Experimento un profundo sentimiento de respeto –al igual que los comunes de los mortales– por las personas que padecen procesos de desequilibrio psicológico, sean agudos o crónicos. Ni siquiera ellos saben lo que les cuece por dentro, aunque, al igual que quienes los rodean, conocen de cerca el drama de la inestabilidad mental, con lo que pocas bromas en el caso de Raquel Mosquera. Sé que los acontecimientos periodístico-comerciales que han acompañado la vida reciente de esta vestal de barrio –benditas sean ellas– invitan a desconfiar de todas las rarezas que protagoniza día sí y día no: su embarazo agazapado y misterioso, sus exclusivas repetidas, su noviazgo y posterior matrimonio con el vigoréxico nigeriano que acompaña su vida reciente, toda ella fotografiada o televisada, llevan a que cualquiera mínimamente suspicaz sospeche de una maniobra sacacuartos más.

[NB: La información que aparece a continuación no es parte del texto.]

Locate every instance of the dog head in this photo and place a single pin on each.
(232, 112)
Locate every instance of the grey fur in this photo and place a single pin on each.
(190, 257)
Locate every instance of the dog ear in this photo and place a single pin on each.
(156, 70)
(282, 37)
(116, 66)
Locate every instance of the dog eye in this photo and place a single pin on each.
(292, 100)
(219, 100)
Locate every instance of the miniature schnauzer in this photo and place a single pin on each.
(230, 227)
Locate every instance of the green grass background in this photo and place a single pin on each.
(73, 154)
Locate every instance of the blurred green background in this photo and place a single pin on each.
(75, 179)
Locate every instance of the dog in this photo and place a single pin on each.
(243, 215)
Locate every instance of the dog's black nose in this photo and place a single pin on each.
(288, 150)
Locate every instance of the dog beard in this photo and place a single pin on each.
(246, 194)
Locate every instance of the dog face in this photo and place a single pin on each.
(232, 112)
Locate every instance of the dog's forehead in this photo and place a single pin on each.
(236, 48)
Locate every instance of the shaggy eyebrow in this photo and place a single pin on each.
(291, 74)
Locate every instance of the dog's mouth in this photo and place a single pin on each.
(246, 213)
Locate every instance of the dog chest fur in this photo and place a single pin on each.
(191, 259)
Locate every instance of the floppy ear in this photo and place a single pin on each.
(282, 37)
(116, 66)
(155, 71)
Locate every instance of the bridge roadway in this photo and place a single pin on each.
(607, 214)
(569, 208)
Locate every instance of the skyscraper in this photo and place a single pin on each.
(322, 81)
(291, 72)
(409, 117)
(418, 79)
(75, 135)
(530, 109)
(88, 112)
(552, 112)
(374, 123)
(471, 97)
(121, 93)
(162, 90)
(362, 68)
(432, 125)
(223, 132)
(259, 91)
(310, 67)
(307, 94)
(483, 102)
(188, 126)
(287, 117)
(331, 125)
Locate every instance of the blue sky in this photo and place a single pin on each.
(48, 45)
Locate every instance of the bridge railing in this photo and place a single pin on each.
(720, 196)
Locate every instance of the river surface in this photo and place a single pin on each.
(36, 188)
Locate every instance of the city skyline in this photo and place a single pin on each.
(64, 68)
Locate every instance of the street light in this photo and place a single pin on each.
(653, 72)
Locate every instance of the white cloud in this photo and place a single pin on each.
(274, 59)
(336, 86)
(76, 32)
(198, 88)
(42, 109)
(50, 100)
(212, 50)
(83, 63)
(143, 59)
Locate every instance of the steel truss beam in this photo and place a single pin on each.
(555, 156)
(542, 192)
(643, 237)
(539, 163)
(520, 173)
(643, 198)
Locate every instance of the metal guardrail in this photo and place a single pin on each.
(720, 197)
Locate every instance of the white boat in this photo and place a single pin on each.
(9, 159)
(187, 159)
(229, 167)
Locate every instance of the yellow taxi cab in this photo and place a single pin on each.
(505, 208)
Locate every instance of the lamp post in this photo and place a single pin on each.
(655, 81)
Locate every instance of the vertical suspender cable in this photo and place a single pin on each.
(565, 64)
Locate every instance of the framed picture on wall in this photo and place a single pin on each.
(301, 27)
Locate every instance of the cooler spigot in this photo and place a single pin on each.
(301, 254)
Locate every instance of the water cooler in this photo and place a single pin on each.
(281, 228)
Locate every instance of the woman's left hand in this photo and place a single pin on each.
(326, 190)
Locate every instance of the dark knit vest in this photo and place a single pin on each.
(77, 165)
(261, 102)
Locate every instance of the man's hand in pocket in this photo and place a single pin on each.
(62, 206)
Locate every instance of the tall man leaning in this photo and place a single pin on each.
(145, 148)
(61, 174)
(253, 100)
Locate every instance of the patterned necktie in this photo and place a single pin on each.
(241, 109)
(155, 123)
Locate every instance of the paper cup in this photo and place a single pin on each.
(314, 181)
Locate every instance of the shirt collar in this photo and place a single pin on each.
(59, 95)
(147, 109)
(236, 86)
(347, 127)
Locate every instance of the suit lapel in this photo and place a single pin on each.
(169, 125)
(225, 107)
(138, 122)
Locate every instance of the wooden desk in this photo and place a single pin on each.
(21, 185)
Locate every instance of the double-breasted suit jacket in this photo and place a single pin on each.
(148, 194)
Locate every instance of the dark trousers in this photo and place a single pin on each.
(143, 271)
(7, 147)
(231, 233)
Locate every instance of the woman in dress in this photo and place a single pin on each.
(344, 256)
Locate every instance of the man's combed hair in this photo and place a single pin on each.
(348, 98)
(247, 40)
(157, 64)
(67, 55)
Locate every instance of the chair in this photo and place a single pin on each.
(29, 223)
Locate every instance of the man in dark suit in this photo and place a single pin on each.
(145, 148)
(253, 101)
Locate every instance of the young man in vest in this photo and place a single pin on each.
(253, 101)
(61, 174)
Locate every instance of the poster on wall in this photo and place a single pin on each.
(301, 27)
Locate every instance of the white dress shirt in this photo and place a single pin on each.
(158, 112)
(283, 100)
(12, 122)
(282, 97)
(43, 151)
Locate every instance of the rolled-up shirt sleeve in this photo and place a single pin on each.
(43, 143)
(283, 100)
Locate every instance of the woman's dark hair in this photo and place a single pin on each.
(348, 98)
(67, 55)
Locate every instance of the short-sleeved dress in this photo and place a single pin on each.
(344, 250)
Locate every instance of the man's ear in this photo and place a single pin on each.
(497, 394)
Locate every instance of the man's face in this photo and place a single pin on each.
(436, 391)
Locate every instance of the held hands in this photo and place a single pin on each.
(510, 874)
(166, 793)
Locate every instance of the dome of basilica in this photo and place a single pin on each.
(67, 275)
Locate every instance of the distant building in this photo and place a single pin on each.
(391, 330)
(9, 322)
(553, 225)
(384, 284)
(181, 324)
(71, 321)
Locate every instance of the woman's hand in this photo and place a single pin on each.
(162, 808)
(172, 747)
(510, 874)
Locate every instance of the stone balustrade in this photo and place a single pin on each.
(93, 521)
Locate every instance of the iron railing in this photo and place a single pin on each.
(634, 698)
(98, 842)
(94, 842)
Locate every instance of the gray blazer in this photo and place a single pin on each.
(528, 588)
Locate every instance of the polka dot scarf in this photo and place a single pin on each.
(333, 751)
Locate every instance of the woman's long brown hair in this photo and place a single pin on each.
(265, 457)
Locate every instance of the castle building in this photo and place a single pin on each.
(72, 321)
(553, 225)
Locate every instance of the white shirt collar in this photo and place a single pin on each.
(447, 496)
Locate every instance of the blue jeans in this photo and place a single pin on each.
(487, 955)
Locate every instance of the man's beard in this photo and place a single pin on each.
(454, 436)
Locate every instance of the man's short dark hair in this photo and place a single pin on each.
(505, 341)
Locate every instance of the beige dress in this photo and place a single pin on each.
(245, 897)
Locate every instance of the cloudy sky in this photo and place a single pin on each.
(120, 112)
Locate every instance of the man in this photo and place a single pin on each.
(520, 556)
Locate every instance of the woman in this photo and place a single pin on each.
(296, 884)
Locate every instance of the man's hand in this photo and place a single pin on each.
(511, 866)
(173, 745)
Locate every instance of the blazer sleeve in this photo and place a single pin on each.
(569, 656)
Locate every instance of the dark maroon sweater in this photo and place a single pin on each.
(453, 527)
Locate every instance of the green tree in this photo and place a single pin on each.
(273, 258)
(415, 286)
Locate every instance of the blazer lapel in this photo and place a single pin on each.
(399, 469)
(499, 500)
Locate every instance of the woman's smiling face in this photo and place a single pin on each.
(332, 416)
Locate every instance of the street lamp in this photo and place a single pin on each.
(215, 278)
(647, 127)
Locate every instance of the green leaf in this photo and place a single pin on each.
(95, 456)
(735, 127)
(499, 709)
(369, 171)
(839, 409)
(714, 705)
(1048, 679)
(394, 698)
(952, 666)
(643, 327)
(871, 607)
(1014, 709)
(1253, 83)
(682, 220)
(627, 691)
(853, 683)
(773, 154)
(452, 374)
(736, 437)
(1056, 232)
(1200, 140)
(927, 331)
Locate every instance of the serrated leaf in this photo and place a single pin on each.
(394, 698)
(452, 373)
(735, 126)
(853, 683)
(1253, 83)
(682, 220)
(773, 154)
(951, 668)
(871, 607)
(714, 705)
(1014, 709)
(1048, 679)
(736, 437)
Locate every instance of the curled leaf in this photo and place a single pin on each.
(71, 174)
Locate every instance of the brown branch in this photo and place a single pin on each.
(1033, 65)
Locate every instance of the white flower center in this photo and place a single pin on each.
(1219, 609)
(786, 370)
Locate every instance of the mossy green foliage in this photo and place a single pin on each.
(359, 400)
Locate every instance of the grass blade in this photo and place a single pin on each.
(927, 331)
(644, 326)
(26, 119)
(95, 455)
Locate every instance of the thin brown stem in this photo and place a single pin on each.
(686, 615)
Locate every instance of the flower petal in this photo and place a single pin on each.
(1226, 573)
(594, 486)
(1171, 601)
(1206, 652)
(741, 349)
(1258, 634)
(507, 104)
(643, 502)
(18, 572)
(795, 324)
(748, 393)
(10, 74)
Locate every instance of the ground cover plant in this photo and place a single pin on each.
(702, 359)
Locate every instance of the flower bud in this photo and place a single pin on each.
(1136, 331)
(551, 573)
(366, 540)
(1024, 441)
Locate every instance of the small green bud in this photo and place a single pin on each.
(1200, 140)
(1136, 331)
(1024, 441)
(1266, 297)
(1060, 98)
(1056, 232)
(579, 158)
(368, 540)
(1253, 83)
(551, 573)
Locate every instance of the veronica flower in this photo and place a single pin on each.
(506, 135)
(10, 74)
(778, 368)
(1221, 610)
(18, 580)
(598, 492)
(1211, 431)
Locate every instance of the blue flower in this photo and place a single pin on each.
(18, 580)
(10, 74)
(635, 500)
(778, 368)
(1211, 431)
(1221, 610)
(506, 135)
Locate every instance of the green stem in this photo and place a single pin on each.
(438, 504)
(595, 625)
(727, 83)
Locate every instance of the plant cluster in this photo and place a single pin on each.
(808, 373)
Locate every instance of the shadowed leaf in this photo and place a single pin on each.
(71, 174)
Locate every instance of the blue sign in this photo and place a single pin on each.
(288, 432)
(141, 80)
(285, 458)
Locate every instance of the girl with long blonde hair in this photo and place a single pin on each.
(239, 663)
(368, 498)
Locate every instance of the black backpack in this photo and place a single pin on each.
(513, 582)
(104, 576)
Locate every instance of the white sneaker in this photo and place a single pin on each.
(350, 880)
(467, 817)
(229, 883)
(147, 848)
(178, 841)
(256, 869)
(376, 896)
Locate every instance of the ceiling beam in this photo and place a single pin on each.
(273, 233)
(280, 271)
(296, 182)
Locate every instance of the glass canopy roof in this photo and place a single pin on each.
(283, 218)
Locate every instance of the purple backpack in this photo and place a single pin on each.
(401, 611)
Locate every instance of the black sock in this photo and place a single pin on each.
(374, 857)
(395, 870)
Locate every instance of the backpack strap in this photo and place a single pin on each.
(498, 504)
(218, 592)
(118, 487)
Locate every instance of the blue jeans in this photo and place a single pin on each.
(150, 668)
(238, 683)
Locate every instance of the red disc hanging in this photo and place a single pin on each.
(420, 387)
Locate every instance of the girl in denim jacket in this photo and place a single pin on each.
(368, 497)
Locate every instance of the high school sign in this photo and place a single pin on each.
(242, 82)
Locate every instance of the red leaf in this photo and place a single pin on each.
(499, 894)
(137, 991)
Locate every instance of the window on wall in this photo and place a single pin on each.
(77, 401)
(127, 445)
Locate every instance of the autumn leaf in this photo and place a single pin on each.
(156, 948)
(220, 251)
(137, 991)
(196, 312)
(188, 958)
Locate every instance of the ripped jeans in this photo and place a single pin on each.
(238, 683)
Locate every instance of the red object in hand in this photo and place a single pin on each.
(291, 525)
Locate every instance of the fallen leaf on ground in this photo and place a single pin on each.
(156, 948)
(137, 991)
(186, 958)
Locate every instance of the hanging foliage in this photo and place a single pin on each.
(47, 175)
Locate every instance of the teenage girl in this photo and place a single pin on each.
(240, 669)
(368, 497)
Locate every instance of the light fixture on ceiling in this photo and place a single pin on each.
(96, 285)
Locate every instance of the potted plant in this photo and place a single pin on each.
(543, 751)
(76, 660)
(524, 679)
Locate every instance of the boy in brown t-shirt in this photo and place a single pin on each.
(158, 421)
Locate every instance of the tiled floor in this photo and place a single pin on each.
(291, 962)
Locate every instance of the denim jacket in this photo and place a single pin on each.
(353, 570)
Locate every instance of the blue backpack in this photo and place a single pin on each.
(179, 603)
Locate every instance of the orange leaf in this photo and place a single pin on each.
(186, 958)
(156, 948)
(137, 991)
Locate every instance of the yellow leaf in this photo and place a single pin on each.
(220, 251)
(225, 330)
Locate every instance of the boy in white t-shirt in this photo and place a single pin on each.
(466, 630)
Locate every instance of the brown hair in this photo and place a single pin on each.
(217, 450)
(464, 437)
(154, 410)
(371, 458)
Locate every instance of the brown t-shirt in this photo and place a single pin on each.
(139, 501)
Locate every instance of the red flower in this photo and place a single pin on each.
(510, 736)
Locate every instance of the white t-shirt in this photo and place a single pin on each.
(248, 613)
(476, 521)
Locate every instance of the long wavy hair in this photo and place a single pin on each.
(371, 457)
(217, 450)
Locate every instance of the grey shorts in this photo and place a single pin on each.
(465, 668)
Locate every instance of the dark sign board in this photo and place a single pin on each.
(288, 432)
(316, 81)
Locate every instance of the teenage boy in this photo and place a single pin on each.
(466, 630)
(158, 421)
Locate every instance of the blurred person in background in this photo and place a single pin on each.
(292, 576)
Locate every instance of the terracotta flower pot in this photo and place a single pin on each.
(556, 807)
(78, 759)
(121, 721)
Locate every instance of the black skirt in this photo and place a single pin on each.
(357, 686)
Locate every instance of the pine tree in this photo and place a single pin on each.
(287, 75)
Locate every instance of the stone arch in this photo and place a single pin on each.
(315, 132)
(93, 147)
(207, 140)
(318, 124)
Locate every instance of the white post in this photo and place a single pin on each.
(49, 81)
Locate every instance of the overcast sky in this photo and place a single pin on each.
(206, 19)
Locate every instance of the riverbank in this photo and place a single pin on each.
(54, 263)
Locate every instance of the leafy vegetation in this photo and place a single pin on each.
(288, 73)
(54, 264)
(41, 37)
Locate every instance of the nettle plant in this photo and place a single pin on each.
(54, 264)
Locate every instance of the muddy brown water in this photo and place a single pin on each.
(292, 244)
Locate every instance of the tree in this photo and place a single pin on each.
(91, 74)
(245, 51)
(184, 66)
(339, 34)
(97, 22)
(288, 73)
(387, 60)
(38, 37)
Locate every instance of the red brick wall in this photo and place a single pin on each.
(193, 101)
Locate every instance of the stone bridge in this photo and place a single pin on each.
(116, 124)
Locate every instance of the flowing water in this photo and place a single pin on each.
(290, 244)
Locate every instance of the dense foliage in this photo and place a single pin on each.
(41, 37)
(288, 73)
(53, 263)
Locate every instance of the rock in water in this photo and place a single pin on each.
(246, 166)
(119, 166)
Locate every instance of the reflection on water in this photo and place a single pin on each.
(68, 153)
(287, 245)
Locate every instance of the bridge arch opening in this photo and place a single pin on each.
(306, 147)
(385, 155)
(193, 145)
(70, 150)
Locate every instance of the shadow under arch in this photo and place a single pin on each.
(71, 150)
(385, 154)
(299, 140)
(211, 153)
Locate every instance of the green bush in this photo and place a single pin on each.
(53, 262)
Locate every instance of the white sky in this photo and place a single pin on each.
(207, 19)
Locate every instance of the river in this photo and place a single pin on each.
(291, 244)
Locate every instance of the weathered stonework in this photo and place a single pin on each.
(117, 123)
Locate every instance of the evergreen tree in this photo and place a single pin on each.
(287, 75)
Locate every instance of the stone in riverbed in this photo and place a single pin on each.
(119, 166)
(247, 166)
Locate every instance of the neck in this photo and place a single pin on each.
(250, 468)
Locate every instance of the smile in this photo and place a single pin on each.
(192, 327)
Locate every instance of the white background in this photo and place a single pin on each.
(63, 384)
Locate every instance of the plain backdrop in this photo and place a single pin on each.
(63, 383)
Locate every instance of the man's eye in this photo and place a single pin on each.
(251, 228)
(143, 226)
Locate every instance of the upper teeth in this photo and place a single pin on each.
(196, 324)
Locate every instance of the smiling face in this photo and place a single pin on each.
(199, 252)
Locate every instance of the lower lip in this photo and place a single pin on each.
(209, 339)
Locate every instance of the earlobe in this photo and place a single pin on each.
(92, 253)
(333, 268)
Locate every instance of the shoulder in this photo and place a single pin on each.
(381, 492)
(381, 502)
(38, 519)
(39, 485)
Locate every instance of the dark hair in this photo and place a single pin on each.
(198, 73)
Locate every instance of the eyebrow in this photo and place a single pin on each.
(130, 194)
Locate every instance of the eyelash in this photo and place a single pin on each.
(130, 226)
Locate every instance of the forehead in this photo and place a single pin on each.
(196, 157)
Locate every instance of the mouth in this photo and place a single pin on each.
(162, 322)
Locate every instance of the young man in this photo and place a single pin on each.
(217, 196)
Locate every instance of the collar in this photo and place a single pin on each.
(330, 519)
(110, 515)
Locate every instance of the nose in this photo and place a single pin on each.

Pero la sola posibilidad de que la peluquera prodigiosa sufra una alteración psicótica, un proceso esquizofrénico o un trastorno de personalidad, como dicen los cercanos a ella, motiva que seamos más prudentes de lo que seríamos si dejásemos suelto el olfato periodístico. Muchas veces el olfato periodístico engaña y es motor de una injusticia de difícil reparo, así que esperemos a que la realidad nos confirme aquello que Raquel sufre, si es que lo sufre. Mientras, no es oficioso constatar que el marido ofuscado por la gimnasia diaria aprovecha el tirón de la enfermedad pasajera –esperemos que pasajera– para embolsarse una jugosa cantidad de dinero a cambio de entrevistas televisivas. Cada uno paga el gimnasio como puede, pero rebajar la severidad de un caso compareciendo en los medios a cambio de dinero hace pensar que su deseo de notoriedad ha sido sustituido por una dedicación profesional bien remunerada a cambio de contar su vida. Ese comportamiento hace creer legítimamente a algunos que la gravedad puede ser exagerada a cambio de obtener mayor beneficio, y en ese momento es justo cuando nos hallamos ante la posibilidad de la injusticia más cruel: a pesar de que alguien no repare en detener su glotonería por los medios y su dinero en momentos así, no podemos permitirnos el derecho de dudar.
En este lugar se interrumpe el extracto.